Para que esse modelo de loja mais “democrática” avance, é preciso amarrar negociações com a indústria. O ponto é que a varejista ainda não tem volume para barganhar melhores condições.
“Falamos com todo mundo antes. Para a Ambev, eu disse, ‘olha, a gente precisa vender Skol também. Não vou comprar milhões de litros de Skol, óbvio. Mas já vendemos muito bem a Stella Artois, só que eu preciso da Skol. Então, nos ajudem”, diz Ouro Preto. “Tenho falado que vamos abrir mais lojas, serei um parceiro ainda mais relevante ali na frente, e vou dar mais volume a eles logo”.
A empresa quer ganhar robustez no curto prazo, em parte, por conta de plano de abertura de capital após 2024. A rede havia desistido de abrir o capital com o fechamento da janela de mercado em 2021. Ouro Preto acredita que as ofertas iniciais de ações voltam em 2024, e a empresa pode chegar em 2025 com R$ 1,8 bilhão em vendas e margem lucro antes de juros, impostos, amortização e depreciação (Ebitda) de 6%. Esse resultado pode abrir caminho para uma oferta.
Os números da controladora, a Hortus, que reúne também duas lojas do Empório Santa Maria, não têm sido bons e foi preciso aportar recursos ao negócio.
A Hortus tem prejuízo há pelo menos quatro anos (ver gráficos), com efeito dos juros altos, diz o balanço de 2022. O prejuízo acumulado era de R$ 277 milhões no fim do ano passado – patrimônio líquido negativo de R$ 130 milhões na controladora.
Em abril de 2022, foram emitidos R$ 200 milhões de debêntures para melhorar o perfil do endividamento. Em julho os sócios colocaram R$ 100 milhões no grupo.
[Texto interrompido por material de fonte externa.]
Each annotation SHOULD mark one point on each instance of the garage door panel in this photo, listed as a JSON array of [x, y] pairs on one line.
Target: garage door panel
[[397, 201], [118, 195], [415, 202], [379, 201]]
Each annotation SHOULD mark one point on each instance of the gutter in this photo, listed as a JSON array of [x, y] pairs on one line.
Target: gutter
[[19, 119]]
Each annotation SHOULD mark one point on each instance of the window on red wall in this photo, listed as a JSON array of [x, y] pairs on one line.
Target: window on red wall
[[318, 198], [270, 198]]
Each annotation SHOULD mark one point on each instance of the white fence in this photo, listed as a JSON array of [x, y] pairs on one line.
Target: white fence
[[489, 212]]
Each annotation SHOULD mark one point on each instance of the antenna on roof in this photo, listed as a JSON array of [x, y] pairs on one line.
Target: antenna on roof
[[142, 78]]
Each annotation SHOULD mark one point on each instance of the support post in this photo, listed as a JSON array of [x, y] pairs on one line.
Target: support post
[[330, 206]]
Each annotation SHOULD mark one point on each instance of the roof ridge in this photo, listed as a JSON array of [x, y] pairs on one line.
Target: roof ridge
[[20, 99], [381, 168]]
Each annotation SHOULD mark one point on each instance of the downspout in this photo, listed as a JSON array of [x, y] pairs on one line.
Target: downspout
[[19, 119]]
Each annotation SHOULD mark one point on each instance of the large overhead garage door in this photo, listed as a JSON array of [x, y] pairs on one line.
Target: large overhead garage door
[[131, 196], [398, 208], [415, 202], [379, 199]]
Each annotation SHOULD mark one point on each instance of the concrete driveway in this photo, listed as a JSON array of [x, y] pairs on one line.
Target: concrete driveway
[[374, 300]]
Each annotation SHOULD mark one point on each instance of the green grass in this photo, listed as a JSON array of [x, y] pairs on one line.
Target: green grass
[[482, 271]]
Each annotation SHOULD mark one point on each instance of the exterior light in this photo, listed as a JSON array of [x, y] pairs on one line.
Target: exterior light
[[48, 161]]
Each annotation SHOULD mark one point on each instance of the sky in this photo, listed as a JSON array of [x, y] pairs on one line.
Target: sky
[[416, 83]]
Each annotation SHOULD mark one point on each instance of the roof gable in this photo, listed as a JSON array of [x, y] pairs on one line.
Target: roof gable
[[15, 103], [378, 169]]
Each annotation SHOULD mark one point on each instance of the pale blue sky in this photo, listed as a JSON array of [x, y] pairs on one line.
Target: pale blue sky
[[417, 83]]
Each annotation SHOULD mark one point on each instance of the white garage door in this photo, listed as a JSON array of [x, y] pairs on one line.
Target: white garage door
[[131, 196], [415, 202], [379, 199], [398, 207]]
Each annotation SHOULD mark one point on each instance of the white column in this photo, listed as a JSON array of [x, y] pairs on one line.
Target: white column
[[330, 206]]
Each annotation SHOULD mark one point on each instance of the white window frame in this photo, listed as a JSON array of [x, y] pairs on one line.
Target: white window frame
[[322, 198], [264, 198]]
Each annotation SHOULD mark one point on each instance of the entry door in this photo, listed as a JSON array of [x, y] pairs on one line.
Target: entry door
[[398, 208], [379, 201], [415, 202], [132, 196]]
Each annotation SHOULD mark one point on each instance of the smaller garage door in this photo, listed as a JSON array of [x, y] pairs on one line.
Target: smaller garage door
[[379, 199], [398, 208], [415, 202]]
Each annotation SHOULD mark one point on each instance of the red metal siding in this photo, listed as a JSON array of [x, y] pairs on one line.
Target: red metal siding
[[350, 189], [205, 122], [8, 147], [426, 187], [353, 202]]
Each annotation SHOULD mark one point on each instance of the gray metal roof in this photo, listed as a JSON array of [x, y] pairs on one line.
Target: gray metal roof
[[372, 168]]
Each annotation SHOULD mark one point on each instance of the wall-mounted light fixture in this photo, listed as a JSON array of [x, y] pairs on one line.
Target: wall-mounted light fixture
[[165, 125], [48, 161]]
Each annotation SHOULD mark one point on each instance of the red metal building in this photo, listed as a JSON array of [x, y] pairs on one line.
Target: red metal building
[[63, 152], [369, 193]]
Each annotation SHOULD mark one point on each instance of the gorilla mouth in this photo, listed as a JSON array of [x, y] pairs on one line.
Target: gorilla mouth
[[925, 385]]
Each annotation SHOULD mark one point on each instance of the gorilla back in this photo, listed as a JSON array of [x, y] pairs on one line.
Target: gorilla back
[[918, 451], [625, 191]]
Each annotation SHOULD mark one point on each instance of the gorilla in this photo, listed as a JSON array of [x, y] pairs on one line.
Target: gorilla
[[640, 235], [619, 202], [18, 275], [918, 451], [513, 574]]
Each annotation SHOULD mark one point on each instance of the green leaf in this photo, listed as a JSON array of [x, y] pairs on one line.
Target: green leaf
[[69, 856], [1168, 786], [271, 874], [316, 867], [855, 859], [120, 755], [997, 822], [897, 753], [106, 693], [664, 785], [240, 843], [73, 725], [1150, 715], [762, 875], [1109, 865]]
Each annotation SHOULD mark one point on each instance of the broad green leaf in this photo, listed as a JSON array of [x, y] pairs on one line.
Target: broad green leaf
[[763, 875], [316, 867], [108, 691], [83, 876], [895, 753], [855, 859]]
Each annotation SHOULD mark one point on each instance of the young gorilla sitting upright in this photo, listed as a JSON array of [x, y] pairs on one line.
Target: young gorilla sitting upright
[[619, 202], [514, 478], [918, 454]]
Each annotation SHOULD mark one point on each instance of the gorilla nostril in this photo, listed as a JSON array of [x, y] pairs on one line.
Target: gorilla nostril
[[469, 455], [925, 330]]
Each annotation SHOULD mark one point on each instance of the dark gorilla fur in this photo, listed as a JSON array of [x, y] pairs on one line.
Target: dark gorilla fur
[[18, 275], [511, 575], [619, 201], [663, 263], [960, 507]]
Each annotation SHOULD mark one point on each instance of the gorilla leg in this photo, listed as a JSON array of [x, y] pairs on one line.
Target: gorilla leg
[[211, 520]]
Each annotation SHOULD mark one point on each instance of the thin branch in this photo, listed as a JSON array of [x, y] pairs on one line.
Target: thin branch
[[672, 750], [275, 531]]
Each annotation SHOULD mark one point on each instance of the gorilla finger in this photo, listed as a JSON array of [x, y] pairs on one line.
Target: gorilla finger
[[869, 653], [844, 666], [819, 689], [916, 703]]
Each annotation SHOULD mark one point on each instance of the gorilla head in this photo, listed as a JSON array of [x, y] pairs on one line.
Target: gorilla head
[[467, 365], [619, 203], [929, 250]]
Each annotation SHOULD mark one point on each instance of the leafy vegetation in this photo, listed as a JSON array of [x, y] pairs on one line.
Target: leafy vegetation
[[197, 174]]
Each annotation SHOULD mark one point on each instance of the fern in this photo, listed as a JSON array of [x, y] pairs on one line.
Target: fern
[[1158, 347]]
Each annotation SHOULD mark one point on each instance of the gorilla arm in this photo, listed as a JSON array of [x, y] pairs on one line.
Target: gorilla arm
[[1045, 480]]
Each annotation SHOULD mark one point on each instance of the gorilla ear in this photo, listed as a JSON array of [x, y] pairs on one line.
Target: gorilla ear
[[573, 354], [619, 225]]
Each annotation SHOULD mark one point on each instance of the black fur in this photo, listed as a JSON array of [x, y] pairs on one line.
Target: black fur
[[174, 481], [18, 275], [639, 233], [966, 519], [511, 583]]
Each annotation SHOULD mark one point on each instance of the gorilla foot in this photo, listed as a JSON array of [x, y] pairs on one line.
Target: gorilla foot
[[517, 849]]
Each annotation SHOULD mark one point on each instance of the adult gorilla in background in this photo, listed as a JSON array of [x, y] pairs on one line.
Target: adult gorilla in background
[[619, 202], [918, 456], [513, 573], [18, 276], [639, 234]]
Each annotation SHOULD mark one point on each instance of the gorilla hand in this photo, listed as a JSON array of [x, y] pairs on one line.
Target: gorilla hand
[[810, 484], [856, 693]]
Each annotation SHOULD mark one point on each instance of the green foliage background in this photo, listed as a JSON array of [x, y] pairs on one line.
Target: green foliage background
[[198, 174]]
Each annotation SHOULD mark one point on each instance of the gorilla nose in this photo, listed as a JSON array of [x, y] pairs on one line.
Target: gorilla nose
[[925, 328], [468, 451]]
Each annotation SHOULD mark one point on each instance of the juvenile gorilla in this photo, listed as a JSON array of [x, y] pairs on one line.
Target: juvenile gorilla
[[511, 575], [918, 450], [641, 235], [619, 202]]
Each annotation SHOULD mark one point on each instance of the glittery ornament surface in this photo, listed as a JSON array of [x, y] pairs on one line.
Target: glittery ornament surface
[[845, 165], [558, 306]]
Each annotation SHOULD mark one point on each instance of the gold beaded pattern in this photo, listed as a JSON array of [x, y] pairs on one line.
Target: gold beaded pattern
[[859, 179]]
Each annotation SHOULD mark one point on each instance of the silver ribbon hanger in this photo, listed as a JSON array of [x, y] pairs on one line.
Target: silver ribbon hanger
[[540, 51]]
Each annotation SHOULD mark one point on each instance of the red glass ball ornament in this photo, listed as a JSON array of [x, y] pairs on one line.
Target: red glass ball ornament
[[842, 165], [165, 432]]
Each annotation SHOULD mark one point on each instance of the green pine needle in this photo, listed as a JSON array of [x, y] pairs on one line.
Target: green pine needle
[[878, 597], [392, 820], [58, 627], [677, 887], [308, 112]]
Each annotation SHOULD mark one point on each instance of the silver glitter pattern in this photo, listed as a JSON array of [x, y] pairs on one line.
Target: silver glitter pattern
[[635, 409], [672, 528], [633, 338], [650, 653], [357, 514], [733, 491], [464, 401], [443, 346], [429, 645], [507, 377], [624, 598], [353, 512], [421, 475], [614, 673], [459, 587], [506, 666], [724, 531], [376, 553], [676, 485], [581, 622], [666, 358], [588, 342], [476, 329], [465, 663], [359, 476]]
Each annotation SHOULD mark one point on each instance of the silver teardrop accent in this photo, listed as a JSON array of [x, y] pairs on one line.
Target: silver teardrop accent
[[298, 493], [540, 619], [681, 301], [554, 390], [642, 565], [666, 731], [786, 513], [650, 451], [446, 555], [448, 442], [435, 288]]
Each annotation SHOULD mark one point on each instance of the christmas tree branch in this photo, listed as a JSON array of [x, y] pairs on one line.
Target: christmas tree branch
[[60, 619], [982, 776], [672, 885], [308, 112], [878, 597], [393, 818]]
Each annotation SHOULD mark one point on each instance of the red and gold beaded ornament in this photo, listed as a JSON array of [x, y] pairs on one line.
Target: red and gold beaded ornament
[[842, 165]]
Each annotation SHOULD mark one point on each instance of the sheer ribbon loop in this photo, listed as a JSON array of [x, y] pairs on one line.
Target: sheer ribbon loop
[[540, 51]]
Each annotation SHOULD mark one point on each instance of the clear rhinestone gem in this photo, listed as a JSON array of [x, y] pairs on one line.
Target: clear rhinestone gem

Ainda em 2022, houve uma redução da estrutura – a diretoria atual é menos da metade da que existia na pandemia, e a sede hoje ocupa área equivalente a dois terços do espaço anterior.
A receita líquida da Hortus subiu 6% em 2022, mas as despesas operacionais avançaram 11%, reflexo de aberturas mais aceleradas. As despesas financeiras, afetadas por juros, quase dobraram.
Segundo Ouro Preto, a empresa passou por um “aprendizado” nos últimos anos. “Fizemos um trabalho de reorganização deixando a empresa mais enxuta. Mas tivemos a pressão forte da Selic após 2021, que elevou muito o custo do capital. Mas, apesar das mudanças que estamos tocando, temos sido conservadores no uso do capital. Adiamos duas aberturas para o ano que vem dentro dessa postura”, afirma.